O projeto divulgado pelo governo no fim de janeiro tem oito páginas, nas quais são reunidos os textos de 20 decretos vigentes. Segundo o Ministério da Economia, outros 31 decretos também poderão ser revogados, alguns deles porque serão incluídos nesse compilado, outros porque já estão obsoletos.

A Secretaria de Trabalho diz que está "na fase final do processo de análise das contribuições da consulta pública e do debate mais aprofundado com alguns setores". Ao todo, diz ter recebido 2.803 contribuições da sociedade em geral.

No dia 6 de abril, o secretário de Trabalho do Ministério da Economia, Bruno Dalcolmo, encaminhou às entidades um ofício no qual diz que as associações não apresentaram justificativas específicas para a exclusão de artigos do texto e que também não comprovaram que a proposta violasse a lei.

Para o grupo, ao usar o decreto para a consolidação de regras, o Executivo estaria agindo para atuar "com excessiva discricionariedade na suposta regulamentação dos direitos trabalhistas", segundo a nota.

As entidades afirmam também que a revisão da legislação trabalhista precisaria passar por um diálogo entre as partes interessadas, que são governo, empregadores e trabalhadores. "O mecanismo revisional proposto", dizem, " gera instabilidade legislativa em matéria tão sensível ao desenvolvimento socioeconômico nacional".

A Secretaria de Trabalho diz que o texto foi discutido em reuniões específicas com instituições e que, após esse ciclo de encontros e análises por equipe técnica, uma nova minuta passará pelo crivo da Procuradoria Geral da Fazenda Nacional.

Para o advogado trabalhista Luiz Calixto Sandes, do escritório Kincaid | Mendes Vianna Advogados, a proposta do governo é positiva, diante do número de regras trabalhistas existentes além da CLT (Consolidação das Leis do Trabalho).
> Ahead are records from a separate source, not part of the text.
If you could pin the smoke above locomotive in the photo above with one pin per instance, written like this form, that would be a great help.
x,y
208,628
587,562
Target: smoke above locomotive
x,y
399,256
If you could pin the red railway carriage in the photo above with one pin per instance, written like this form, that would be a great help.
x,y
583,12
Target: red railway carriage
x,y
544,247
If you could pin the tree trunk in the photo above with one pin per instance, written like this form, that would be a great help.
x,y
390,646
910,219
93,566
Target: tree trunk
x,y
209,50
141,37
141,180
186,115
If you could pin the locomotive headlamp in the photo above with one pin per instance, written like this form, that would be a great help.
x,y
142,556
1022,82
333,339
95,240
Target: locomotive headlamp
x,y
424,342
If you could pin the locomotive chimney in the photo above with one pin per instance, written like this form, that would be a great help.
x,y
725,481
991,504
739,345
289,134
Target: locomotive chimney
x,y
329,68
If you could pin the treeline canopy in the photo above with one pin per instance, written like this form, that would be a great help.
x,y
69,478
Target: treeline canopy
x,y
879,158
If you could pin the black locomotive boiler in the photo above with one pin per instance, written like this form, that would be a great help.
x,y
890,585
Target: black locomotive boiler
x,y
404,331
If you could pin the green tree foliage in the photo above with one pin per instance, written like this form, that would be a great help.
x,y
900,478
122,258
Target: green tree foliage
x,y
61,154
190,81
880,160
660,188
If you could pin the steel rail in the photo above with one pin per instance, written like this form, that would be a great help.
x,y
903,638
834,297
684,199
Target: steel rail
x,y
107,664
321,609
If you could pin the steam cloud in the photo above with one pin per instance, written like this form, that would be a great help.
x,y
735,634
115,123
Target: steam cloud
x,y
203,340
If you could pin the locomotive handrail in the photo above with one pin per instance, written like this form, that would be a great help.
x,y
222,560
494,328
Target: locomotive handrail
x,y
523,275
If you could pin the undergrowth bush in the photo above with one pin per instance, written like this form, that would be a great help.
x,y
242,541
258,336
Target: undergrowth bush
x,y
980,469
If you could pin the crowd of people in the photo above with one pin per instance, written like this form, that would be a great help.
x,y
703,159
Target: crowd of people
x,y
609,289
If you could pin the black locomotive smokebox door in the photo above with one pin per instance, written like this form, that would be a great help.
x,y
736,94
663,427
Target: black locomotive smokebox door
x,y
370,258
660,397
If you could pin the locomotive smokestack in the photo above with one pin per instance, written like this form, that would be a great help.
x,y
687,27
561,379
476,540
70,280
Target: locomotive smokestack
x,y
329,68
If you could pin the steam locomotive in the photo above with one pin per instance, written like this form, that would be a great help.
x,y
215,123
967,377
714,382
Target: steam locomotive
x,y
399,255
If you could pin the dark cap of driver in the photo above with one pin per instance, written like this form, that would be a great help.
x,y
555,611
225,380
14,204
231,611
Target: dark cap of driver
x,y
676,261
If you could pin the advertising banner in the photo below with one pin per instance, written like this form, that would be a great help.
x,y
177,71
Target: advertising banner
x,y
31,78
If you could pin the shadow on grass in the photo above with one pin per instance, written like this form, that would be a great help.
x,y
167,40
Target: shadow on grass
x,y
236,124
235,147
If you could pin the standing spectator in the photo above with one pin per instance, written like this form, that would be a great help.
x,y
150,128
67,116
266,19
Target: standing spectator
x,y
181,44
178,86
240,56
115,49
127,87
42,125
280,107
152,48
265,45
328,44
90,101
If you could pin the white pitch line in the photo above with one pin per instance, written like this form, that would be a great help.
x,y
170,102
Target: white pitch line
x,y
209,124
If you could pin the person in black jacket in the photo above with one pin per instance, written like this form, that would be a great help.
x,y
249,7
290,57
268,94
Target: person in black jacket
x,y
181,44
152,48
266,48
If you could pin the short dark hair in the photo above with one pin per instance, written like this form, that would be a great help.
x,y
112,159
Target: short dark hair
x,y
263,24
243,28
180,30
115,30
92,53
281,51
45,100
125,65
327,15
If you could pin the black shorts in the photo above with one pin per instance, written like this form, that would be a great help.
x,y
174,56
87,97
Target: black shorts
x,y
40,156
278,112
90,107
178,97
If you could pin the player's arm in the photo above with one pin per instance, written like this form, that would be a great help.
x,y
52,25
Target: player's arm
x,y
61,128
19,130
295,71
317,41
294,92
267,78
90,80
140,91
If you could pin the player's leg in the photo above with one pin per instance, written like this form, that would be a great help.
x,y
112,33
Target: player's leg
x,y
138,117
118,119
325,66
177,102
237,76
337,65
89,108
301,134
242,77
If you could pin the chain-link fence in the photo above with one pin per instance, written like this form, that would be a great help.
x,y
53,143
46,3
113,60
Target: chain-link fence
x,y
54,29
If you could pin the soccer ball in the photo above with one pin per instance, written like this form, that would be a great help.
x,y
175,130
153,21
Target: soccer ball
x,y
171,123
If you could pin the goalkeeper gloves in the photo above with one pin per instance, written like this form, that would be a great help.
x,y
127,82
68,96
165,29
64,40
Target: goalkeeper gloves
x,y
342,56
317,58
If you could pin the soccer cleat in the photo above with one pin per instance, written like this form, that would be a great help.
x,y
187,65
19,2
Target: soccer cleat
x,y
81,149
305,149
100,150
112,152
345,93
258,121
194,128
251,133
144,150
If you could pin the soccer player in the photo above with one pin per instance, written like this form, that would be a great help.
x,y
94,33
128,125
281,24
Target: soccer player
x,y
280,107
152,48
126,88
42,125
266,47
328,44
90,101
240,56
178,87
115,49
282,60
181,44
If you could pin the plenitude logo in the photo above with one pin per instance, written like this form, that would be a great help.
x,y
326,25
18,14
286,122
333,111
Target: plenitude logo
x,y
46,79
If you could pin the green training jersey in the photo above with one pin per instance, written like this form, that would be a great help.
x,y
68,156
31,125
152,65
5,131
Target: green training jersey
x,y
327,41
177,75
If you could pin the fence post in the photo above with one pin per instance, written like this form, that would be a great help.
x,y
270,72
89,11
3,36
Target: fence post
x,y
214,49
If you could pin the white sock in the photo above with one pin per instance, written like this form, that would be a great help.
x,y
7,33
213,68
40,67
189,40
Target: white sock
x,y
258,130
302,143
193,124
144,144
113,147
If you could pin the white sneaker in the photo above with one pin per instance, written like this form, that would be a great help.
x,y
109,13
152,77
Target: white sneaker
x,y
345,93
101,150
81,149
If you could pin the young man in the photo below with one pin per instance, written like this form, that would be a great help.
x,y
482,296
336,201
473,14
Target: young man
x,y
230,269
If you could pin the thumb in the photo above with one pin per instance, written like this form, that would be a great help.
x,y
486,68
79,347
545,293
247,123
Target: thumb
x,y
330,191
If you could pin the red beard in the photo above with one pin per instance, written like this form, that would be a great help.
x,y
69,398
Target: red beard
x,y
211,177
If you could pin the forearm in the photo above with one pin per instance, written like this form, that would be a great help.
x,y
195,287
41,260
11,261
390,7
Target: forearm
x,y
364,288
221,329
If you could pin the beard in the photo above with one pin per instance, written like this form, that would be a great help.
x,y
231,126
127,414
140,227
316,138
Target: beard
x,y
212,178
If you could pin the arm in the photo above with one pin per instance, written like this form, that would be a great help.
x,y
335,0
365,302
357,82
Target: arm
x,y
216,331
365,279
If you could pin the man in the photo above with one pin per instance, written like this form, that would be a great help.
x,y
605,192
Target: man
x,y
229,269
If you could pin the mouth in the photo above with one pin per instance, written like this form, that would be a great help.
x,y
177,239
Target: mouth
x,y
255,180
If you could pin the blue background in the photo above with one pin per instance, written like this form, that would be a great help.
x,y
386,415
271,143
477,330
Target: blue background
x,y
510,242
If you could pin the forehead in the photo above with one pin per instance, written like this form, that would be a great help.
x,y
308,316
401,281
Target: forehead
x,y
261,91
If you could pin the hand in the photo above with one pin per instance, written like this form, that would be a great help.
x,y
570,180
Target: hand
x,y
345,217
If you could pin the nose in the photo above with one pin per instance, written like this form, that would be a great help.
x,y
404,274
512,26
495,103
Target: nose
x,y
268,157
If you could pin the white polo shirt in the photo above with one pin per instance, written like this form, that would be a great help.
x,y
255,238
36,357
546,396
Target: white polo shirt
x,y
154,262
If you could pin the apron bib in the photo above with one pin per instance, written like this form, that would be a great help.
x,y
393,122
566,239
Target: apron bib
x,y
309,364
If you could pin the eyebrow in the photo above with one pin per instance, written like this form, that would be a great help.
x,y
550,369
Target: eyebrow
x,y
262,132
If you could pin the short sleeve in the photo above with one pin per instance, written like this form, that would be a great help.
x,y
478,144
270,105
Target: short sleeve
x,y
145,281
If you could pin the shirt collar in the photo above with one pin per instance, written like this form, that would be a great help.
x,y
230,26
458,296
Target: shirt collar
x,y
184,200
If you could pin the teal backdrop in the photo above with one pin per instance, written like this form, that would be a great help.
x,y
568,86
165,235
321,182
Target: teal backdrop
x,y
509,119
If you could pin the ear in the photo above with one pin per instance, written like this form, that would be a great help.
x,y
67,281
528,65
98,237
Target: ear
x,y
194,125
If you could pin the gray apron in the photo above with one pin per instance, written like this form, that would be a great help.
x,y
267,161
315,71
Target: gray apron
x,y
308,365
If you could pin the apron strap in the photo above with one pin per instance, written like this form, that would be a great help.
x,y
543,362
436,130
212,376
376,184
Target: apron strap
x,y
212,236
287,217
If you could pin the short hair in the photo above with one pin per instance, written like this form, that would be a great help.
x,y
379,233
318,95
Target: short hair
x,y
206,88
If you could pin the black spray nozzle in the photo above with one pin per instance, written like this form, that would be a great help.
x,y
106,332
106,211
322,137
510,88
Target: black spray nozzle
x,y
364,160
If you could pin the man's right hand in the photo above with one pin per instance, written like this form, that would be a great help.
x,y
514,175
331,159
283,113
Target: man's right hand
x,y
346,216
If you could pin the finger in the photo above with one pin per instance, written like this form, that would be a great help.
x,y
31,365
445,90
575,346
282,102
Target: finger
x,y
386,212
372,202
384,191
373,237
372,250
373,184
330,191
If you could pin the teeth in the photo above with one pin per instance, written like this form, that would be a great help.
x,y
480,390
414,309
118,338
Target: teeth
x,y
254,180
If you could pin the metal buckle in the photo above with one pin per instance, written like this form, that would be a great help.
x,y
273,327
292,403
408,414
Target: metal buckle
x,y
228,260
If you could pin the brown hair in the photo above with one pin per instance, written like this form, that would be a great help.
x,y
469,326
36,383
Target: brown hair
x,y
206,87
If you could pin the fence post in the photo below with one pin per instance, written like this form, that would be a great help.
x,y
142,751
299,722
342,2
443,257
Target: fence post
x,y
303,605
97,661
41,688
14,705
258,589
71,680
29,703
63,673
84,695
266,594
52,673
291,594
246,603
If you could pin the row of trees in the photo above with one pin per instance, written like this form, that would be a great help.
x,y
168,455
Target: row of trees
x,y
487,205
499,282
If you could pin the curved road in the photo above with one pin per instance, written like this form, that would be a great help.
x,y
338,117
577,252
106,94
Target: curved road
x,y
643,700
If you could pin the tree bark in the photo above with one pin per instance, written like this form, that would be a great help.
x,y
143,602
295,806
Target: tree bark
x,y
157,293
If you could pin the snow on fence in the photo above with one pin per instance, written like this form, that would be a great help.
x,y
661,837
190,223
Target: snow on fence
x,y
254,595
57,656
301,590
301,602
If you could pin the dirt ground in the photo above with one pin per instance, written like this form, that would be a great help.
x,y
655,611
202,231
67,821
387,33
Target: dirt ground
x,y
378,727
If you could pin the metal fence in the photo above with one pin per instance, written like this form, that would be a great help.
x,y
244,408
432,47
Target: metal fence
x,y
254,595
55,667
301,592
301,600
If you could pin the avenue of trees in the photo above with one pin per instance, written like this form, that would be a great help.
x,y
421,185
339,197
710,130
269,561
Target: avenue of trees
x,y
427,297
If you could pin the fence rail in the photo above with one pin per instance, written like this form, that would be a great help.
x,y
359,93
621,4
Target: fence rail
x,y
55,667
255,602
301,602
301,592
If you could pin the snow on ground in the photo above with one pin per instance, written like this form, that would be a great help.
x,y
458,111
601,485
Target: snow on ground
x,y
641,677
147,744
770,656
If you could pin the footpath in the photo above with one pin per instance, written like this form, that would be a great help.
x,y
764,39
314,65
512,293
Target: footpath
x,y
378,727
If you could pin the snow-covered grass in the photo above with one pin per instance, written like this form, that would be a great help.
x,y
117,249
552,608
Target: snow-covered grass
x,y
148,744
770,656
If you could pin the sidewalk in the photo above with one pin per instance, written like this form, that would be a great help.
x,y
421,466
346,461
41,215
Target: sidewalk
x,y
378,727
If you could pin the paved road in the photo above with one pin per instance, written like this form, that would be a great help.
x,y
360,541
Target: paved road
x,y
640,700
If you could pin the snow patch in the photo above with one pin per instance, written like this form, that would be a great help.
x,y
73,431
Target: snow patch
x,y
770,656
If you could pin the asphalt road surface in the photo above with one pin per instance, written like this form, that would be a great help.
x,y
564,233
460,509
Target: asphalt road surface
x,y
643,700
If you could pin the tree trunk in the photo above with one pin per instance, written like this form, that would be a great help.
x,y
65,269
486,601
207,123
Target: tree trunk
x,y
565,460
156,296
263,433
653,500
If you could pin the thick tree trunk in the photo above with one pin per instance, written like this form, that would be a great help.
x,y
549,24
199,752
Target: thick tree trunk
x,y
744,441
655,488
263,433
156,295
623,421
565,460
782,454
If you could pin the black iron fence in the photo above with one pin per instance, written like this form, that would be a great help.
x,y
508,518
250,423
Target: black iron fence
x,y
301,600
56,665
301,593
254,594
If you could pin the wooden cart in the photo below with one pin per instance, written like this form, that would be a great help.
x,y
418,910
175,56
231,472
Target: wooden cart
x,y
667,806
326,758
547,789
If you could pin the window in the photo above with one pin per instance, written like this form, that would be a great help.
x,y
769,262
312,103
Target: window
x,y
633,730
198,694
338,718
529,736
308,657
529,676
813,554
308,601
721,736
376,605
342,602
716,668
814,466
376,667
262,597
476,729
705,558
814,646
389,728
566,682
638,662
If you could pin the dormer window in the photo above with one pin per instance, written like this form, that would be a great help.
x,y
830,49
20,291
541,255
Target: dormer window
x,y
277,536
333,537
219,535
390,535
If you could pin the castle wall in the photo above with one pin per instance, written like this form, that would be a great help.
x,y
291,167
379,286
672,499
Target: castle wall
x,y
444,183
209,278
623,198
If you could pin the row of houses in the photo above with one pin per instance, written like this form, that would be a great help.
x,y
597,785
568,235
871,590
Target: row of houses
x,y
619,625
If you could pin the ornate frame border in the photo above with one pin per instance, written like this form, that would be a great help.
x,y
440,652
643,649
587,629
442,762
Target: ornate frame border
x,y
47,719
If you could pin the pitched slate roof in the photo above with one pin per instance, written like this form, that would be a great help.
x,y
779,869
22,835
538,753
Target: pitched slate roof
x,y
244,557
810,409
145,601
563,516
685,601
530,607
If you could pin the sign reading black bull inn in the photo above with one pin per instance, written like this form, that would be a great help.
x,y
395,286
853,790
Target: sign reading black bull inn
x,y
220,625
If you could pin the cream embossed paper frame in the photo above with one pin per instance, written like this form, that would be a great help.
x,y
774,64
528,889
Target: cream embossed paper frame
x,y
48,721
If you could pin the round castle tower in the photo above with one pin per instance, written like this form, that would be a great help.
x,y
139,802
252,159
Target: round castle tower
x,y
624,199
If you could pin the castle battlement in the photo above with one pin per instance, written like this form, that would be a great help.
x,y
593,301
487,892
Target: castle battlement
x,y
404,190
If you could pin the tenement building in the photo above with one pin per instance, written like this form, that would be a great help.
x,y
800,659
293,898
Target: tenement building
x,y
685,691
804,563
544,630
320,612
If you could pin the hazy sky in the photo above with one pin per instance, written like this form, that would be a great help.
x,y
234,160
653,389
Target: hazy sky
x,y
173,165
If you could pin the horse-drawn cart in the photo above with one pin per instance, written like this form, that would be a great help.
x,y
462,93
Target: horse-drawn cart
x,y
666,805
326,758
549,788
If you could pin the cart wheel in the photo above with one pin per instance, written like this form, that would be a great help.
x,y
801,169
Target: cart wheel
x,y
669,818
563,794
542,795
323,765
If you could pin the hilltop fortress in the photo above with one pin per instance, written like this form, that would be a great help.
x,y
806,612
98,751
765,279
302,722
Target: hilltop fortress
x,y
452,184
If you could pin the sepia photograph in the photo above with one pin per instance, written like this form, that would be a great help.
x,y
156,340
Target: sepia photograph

Em muitos casos, segundo ele, o decreto apenas reuniu essas legislações nesse mesmo documento.

O especialista afirma que a consolidação poderia desburocratizar e dar segurança jurídica aos contratos.

Um desses casos é o do tipo de responsabilidade da empresa que terceiriza serviços quando a intermediária não cumpre a legislação trabalhista, ou fecha sem pagar salários, por exemplo.

Sandes diz que o decreto deixa claro o entendimento de que a responsabilidade é subsidiária, e não solidária. Essa diferença é alvo de disputa judicial.

No primeiro caso, são executados antes os bens do empregador, ou seja, da terceirizada. Somente depois, quando há necessidade, é que o contratante (a empresa que contrata a terceirizada) é acionado para pagar os direitos dos trabalhadores. Na responsabilidade solidária, segundo Sandes, o advogado do funcionário pode, já ao iniciar a ação, executar as duas empresas.

No entanto, as entidades ligadas ao judiciário trabalhista pediram a exclusão do artigo que trata desse tema, por entender que, ao fixar o tipo de responsabilidade, o governo faz uma inovação legislativa, só possível por meio de projeto de lei.

Na avaliação Sandes, também é interessante a criação de um canal eletrônico para denúncias e pedidos de fiscalização. A minuta prevê que as informações enviadas por meio deste canal poderão ser usadas no planejamento de ações de inspeção quando incluírem risco grave aos trabalhadores, calote no pagamento de salário, trabalho infantil ou indício de trabalho escravo ou análogo.

Segundo o Ministério da Economia, a primeira versão desse decreto foi elaborada ainda em 2019, após consulta pública preliminar. As novas sugestões ainda serão analisadas pelas equipes técnicas antes de serem incorporadas ao texto final. Depois, será novamente submetido à análise jurídica da PGFN (Procuradoria-Geral da Fazenda Nacional), antes de seguir ao presidente Jair Bolsonaro.